Doing the Limbo

In Middle America, the middle-aged struggle to stay middle class


| January-February 2011


Sometime in early June—he’s not exactly sure which day—Rick Rembold joined history. That he doesn’t remember comes as little surprise: Who wants his name etched into the record books for not having a job?

For Rembold, that day in June marked six months since he’d last pulled a steady paycheck, at which point his name joined the rapidly growing list of American workers deemed “long-term unemployed” by the Department of Labor. In the worst jobs crisis in generations, the ranks of Rembolds, stranded on the sidelines, have exploded by more than 500 percent—from 1.3 million in December 2007, when the recession began, to 6.8 million in June 2010.

Rembold, a 56-year-old resident of Mishawaka, Indiana, embodies the unnerving mix of frustration, anger, and helplessness voiced by so many other unemployed workers I’ve spoken to. “I lie awake at night with acid indigestion worrying about how I’m going to survive,” he said in a brief bio kept by the National Employment Law Project.

In early August, I hopped a plane to northern Indiana to visit Rembold. I arrived around lunchtime and was driving through downtown South Bend when my cell phone rang. Rembold’s breathless voice was on the other end. “Sorry I didn’t pick up earlier, man, but a friend just called and tipped me off about a place up near the airport. I’m fillin’ up my bike and headin’ up there right now.”

Twenty minutes later, I pulled into the parking lot of a modest-sized aircraft parts manufacturer. Rembold roared up soon after on his ’99 Suzuki motorcycle. Barrel-chested, with a thick neck, he has short black hair flecked with gray.

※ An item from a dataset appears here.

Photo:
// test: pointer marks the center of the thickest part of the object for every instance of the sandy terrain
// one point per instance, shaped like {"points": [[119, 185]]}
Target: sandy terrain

His black leather portfolio in hand, Rembold took a two-sided application from a woman who greeted us in the tiny lobby. He filled it out in minutes, handed it to the secretary, and in a polite but firm tone asked to speak with someone from management. When the manager finally emerged, Rembold rushed to explain that he’d been in manufacturing practically his entire life, a hard and loyal worker who made his way up from the shop floor to sales and then to management.